Perbincangan tentang wakaf uang semakin mengemuka ketika perkembangan sistem perekonomian dan pembangunan yang ada memunculkan inovasi-inovasi baru dewasa ini. Menurut M.A Manan, wakaf uang mulai diidentikasikan sebagai sebuah instrumen financial (financial instrument), keuangan sosial dan perbankan sosial (social finance and voluntary sector banking) yang mampu berafiliasi dengan perkembangan perekonomian dunia saat ini.

Ini menandakan bahwa sebenarnya berkembangnya wakaf tunai yang semakin cepat, mulai menjadi bagian penting dalam pembiayaan perekonomian terutama di sektor perdagangan dan invetasi bahkan pembiayaan pelayanan publik. Wakaf mulai menjadi instrumen keuangan dan perbankan sosial yang terlembaga dalam kerangka ketatanegaraan sebagai konsekuensi dari majunya sistem perekonomian Islam pada saat ini. Semakin berkembangnya peranan wakaf, terutama dalam bentuk uang, dilatarbelakangi juga oleh gagalnya sistem kapitalis dan sistem ekonomi sosialis yang tidak mampu menjawab permasalahan mendasar mengenai prinsip keadilan dan kesejahteraan bagi masyarakat di dunia dewasa ini.

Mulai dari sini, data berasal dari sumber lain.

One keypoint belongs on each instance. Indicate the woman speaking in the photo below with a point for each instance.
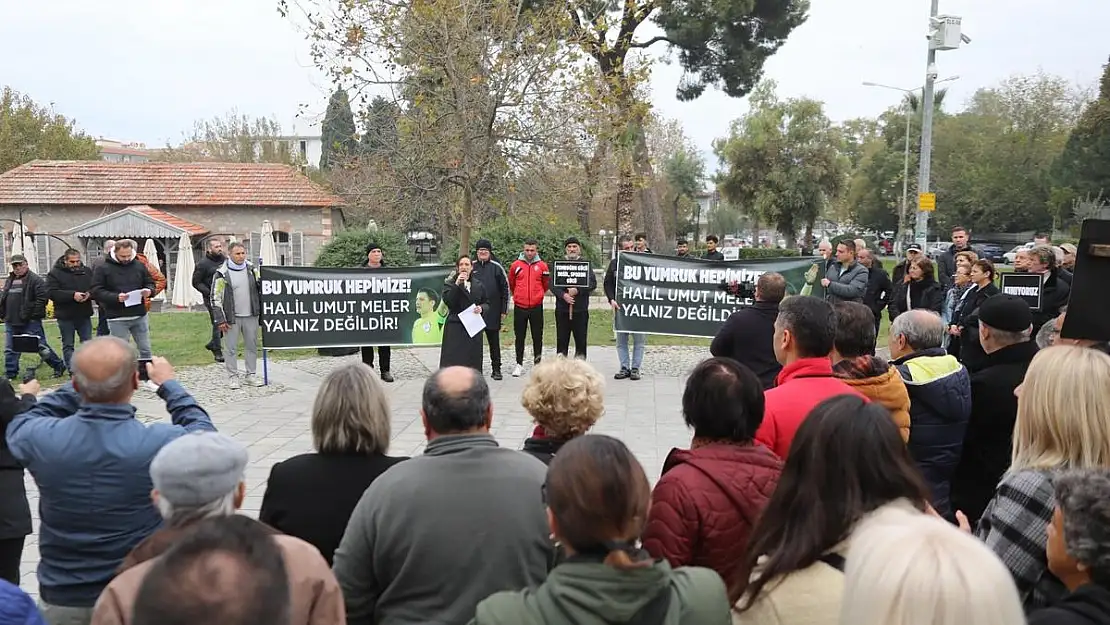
(461, 293)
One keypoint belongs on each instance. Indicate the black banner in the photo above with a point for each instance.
(684, 296)
(1025, 285)
(567, 274)
(344, 308)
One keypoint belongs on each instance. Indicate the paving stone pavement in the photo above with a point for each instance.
(645, 414)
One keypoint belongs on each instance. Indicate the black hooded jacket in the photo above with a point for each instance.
(1087, 605)
(62, 282)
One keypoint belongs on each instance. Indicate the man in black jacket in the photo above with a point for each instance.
(492, 275)
(747, 336)
(879, 289)
(375, 259)
(712, 253)
(113, 284)
(576, 300)
(23, 305)
(629, 363)
(1005, 324)
(70, 288)
(202, 281)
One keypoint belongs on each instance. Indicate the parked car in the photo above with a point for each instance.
(1012, 254)
(989, 251)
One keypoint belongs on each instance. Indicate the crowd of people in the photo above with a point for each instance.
(839, 489)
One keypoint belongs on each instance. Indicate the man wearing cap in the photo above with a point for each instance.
(23, 305)
(375, 259)
(572, 308)
(200, 476)
(202, 281)
(1005, 326)
(493, 276)
(90, 457)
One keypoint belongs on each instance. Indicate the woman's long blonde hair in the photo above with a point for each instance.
(1063, 411)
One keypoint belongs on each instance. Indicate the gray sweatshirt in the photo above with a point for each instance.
(436, 534)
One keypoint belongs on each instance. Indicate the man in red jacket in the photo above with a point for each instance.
(805, 332)
(528, 281)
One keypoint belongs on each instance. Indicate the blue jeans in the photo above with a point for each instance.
(133, 328)
(638, 342)
(11, 358)
(69, 328)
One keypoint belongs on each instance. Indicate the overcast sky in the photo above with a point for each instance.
(137, 70)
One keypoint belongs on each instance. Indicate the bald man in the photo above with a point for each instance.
(462, 475)
(93, 470)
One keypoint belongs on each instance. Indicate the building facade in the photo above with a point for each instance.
(83, 203)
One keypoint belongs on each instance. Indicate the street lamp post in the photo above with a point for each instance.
(904, 209)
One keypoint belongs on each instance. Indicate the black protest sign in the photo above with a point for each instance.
(1090, 299)
(1025, 285)
(344, 308)
(571, 274)
(687, 296)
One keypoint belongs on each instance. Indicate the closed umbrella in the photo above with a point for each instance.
(151, 252)
(269, 251)
(31, 252)
(17, 240)
(184, 295)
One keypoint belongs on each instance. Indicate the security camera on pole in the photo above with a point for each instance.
(944, 34)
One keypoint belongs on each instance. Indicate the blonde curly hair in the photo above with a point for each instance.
(564, 395)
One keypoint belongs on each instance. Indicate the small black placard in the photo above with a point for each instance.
(571, 274)
(1025, 285)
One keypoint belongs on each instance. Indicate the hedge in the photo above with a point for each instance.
(349, 249)
(507, 237)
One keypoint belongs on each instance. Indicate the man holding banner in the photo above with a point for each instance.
(572, 308)
(375, 259)
(629, 369)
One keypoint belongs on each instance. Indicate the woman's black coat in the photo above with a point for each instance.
(458, 349)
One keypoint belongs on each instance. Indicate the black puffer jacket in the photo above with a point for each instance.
(114, 278)
(926, 294)
(14, 512)
(34, 298)
(62, 282)
(940, 404)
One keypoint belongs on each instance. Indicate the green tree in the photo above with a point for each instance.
(1082, 170)
(380, 127)
(717, 43)
(783, 162)
(30, 132)
(233, 138)
(337, 135)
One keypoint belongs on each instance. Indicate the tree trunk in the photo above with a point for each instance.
(464, 223)
(648, 197)
(625, 192)
(585, 202)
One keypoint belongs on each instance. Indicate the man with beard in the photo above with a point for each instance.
(23, 306)
(202, 281)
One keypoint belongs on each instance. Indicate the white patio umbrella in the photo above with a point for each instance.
(269, 251)
(151, 252)
(17, 241)
(31, 252)
(184, 295)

Persoalannya saat ini di Indonesia adalah pengelolaan wakaf masih belum optimal. Berdirinya Badan Wakaf Indonesia (BWI) mungkin menjadi angin segar dalam memajukan wakaf. Namun peran BWI dalam memajukan potensi wakaf juga harus ditopang dengan kebijakan yang tepat, mulai dari pembentukan kesadaran mengenai pentingnya wakaf sampai dengan penggunaan dana wakaf sebagai sebuah instrumen dana sosial. Artinya dibutuhkan penjabaran fungsi wakaf secara jelas dan terlegitimasi sebagai salah satu katup alternatif pembiayaan pelayanan publik. Kemampuan “swastanisasi” pemerintah pusat dan daerah dalam mengelola dana, khususnya wakaf juga menjadi persoalan bagi terhambatnya sektor pembangunan pelayanan publik yang mandiri. Faktanya saat ini dana pemerintah daerah lebih banyak diparkir di Bank Indonesia untuk diinvestasikan disektor “non rill”. Bank Indonesia (BI) mencatat ada sejumlah dana milik Pemda yang menganggur di perbankan yang mencapai Rp 90,96 triliun. Celakanya, oleh bank-bank, termasuk bank pembangunan daerah (BPD), dana tadi ”diparkir” di instrumen Sertifikat Bank Indonesia (SBI). Padahal, jika disalurkan ke sektor riil melalui pemberian kredit dan pembangunan infrastruktur, dana itu diharapkan bisa menggerakkan roda perekonomian dan mengurangi beban BI yang harus menanggung bunga SBI, termasuk pembiayaan pelayanan publik.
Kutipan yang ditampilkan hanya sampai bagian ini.